A Pedro se le hicieron larguísimas las vacaciones de Navidad, celebradas como todas en familia. Pasaba muchos ratos en su cuarto leyendo, tratando de enfrascarse en la lectura para que así el tiempo le resultara más cortó. Leyó una novela de un autor hispanoamericano en la que recreaba un mundo extraordinario, construido con elementos reales que se mezclaban con otros de tipo fantástico. Fueron días de mañanas grises, de nieblas que envolvían el pueblo en un sudario mugriento, de tardes de un sol lánguido que moría tras los tejados. El paisaje que se divisaba tras las últimas tapias del pueblo era de tonos fríos y apagados. Todo semejaba más viejo, más lejano. Las choperas aparecían en la distancia como telones sucios, amontonados sobre un horizonte de colinas y serrijones de contornos difuminados. Los cerros, tras el pueblo, se alzaban en medio de las neblinas de las mañanas como los torreones de una antigua fortaleza. Todo se le representaba triste entonces a Pedro: las besanas de tierra húmeda, los últimos rastrojos del otoño, los barbechos, las lindes casi borradas por la maleza, las acequias en cuyo lecho quedaban restos de agua negruzca, los esqueletos foscos de los membrillos y de las higueras silvestres, los caminos surcados de relejes, los alcaceres, los alfalfares de un verde desvaído, las albarradas de las huertas, los secaderos de tabaco, los cortijos medio derruidos…
Aquella tristeza honda que se había adueñado del alma de Pedro devino en ansiedad cuando estaba ya próximo el día en que se reanudarían las clases en el instituto. Le parecía increíble que estuviera a punto ya de pasar aquel tiempo de obligada ausencia. Tantas ganas sentía de volver a ver a Gabriela que se dijo que en cuanto tuviera oportunidad habría de procurar estrechar la relación con ella y que, en el caso de que viera que su compañía le parecía agradable, no tardaría en declararle el amor que le profesaba.
El día soñado llegó sin que se produjera nada relevante: ni Pedro hizo por acercarse a Gabriela ni ella mostró tampoco interés en hacer lo propio, por lo que él se tuvo que conformar con saber que aquel periodo de espera ya había concluido. No solo ocurrió nada significativo entonces, sino que tampoco en los días siguientes ella manifestó ningún signo que animara a Pedro a cumplir con lo que él mismo se había prometido. Más bien adoptó Gabriela una actitud huidiza, como si él hubiera vuelto a ser para ella un compañero más del instituto.

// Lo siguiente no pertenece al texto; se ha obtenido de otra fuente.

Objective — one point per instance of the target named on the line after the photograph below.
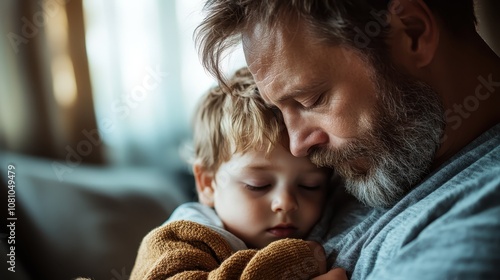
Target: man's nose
(303, 135)
(284, 201)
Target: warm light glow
(63, 74)
(63, 79)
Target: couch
(88, 222)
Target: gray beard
(380, 167)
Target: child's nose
(284, 201)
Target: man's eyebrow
(310, 87)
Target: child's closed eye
(257, 188)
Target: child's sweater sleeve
(188, 250)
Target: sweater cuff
(284, 259)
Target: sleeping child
(256, 200)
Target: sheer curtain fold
(46, 100)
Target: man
(401, 98)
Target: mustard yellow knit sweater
(188, 250)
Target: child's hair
(233, 120)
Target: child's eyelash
(310, 188)
(256, 188)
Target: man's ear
(414, 34)
(203, 179)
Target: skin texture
(371, 125)
(262, 198)
(382, 124)
(286, 58)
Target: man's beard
(382, 165)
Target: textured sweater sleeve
(187, 250)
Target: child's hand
(334, 274)
(319, 255)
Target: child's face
(262, 199)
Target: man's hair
(233, 119)
(335, 22)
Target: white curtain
(146, 76)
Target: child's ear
(204, 188)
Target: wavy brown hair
(334, 22)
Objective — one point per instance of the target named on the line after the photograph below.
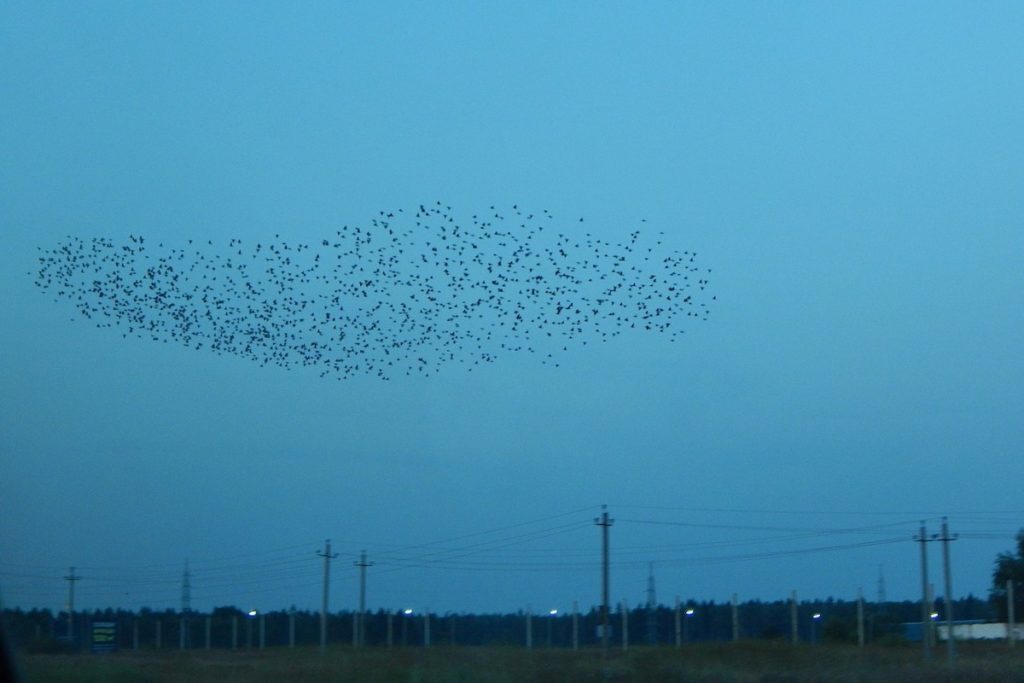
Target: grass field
(728, 663)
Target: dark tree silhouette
(1009, 566)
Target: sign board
(104, 636)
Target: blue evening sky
(851, 171)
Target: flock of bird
(410, 293)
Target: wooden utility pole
(605, 524)
(360, 638)
(794, 617)
(926, 611)
(71, 579)
(1011, 634)
(950, 641)
(576, 626)
(529, 629)
(327, 590)
(860, 617)
(626, 625)
(679, 624)
(735, 617)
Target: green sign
(104, 636)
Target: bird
(417, 290)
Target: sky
(850, 172)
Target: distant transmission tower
(651, 607)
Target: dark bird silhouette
(386, 298)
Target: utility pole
(794, 624)
(576, 626)
(360, 638)
(651, 607)
(1011, 633)
(679, 624)
(860, 617)
(605, 524)
(735, 617)
(626, 625)
(950, 641)
(184, 631)
(71, 579)
(327, 589)
(926, 612)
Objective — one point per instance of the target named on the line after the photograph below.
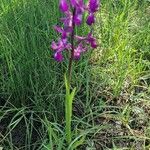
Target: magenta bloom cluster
(73, 16)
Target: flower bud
(90, 19)
(63, 5)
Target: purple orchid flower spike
(63, 5)
(73, 11)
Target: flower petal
(63, 5)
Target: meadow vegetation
(111, 110)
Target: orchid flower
(73, 16)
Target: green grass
(113, 92)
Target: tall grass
(31, 83)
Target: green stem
(69, 97)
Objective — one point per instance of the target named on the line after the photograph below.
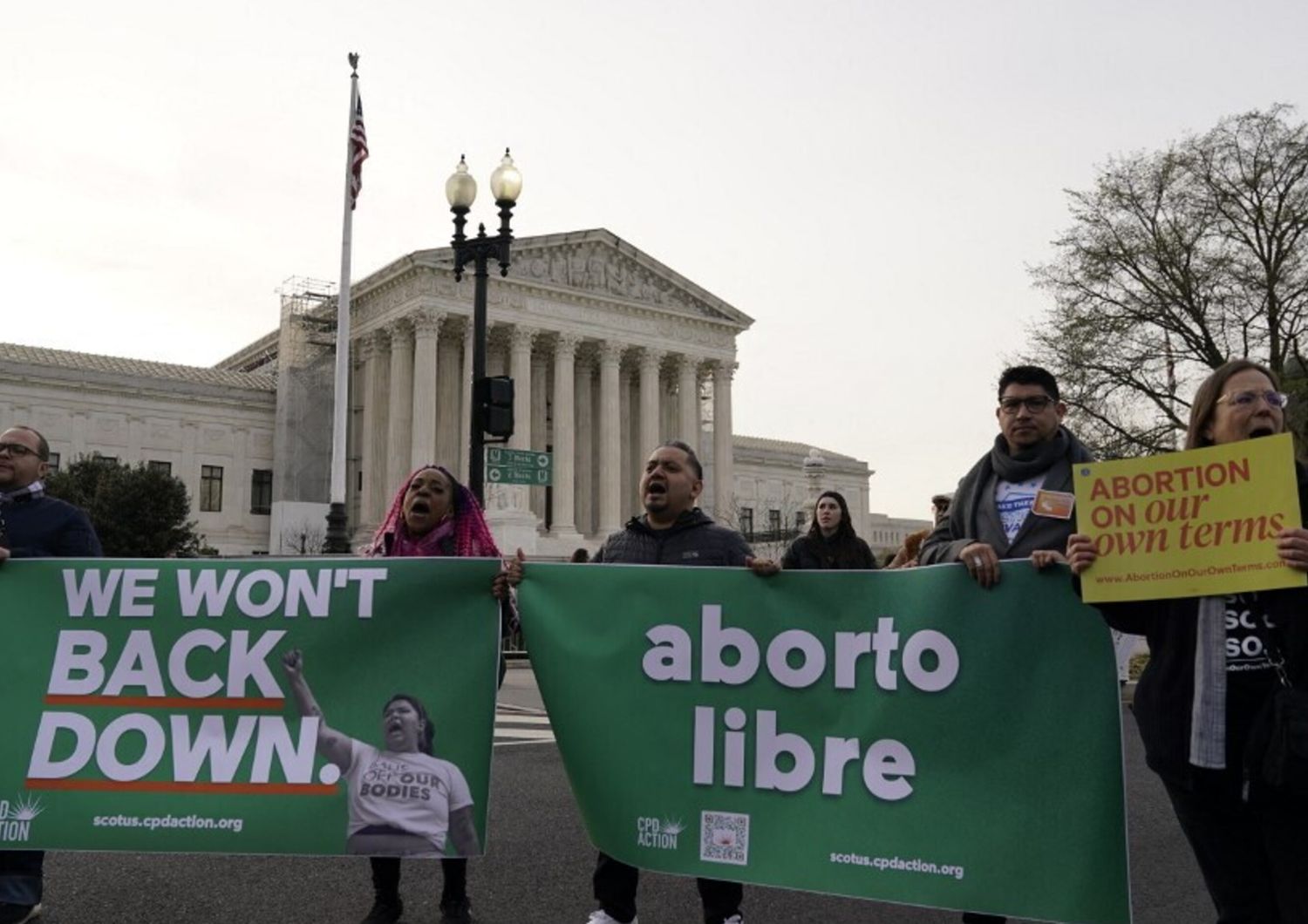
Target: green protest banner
(169, 706)
(900, 735)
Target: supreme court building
(611, 353)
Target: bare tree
(303, 539)
(1177, 261)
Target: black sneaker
(457, 913)
(385, 911)
(18, 914)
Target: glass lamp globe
(460, 190)
(507, 180)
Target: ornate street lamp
(460, 190)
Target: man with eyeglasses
(1017, 502)
(31, 526)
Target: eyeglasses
(1247, 399)
(1033, 404)
(17, 450)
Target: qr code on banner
(725, 838)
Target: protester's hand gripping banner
(902, 735)
(245, 706)
(1188, 524)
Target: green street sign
(518, 466)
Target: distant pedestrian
(1208, 686)
(31, 526)
(831, 541)
(907, 554)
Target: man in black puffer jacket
(672, 531)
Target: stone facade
(610, 350)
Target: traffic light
(494, 397)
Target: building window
(261, 492)
(211, 489)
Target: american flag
(358, 153)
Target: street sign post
(518, 466)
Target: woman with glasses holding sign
(432, 515)
(1216, 703)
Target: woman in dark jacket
(1208, 678)
(831, 541)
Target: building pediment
(599, 264)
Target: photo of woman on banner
(403, 800)
(1224, 672)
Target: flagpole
(337, 537)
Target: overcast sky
(869, 180)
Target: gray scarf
(33, 492)
(1017, 469)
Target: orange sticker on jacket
(1054, 503)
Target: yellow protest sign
(1187, 524)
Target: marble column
(539, 421)
(583, 391)
(610, 438)
(724, 476)
(562, 516)
(399, 418)
(466, 404)
(520, 370)
(651, 392)
(688, 402)
(628, 434)
(426, 332)
(377, 355)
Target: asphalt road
(538, 869)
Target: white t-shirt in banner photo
(1014, 500)
(411, 792)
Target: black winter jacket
(695, 539)
(813, 553)
(1166, 690)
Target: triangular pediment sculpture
(601, 264)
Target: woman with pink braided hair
(433, 515)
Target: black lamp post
(462, 190)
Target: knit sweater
(46, 527)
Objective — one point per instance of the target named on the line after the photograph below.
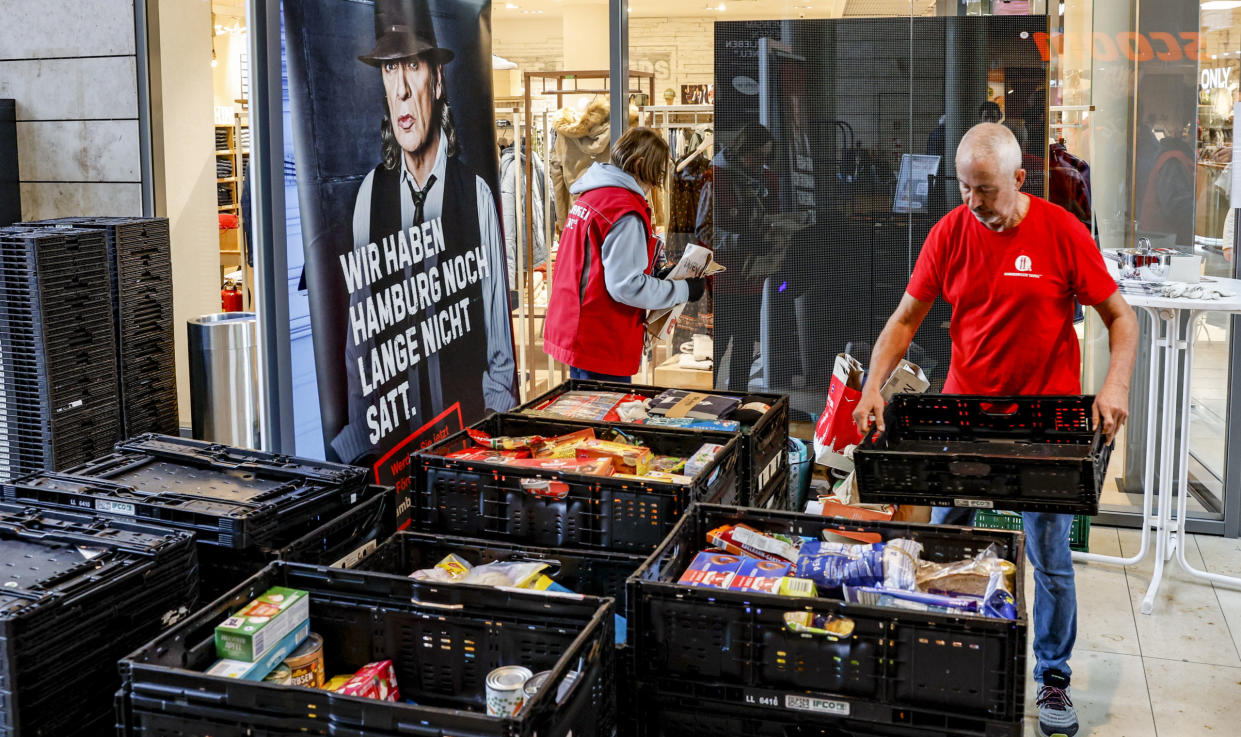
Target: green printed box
(262, 624)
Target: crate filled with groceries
(798, 618)
(241, 505)
(1009, 453)
(556, 483)
(80, 592)
(495, 563)
(760, 419)
(319, 650)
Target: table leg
(1183, 485)
(1170, 326)
(1148, 478)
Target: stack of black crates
(77, 593)
(443, 640)
(58, 401)
(139, 267)
(243, 506)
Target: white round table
(1174, 345)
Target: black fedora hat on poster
(403, 30)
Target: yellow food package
(797, 587)
(627, 459)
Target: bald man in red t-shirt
(1012, 266)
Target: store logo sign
(1218, 78)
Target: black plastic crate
(344, 541)
(761, 444)
(777, 498)
(1012, 453)
(139, 272)
(81, 592)
(600, 513)
(665, 715)
(230, 496)
(324, 539)
(958, 674)
(442, 640)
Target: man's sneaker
(1056, 714)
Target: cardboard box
(905, 379)
(258, 669)
(252, 632)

Pedro, como es comprensible, sufrió bastante con aquel comportamiento de Gabriela, ya que se desvanecían con su aparente indiferencia las esperanzas que tenía depositadas en ella. Evidentemente, aún carecía de la experiencia necesaria para valorar los comportamientos ajenos, para pensar que pueden obedecer a unas causas determinadas, a unos factores que se desconocen. Lo cierto es que Pedro se desanimó bastante y que incluso se vio hundido, sin ánimos para levantarse. La ilusión con que había vivido aquel proceso de enamoramiento, una vez que la perdió, fue reemplazada por un dolor muy grande, de modo que el amor que todavía sentía por Gabriela se tornó en una daga que atravesaba su pecho y que dejaba en él una herida muy profunda que posiblemente no se restañaría hasta que no pasara mucho tiempo.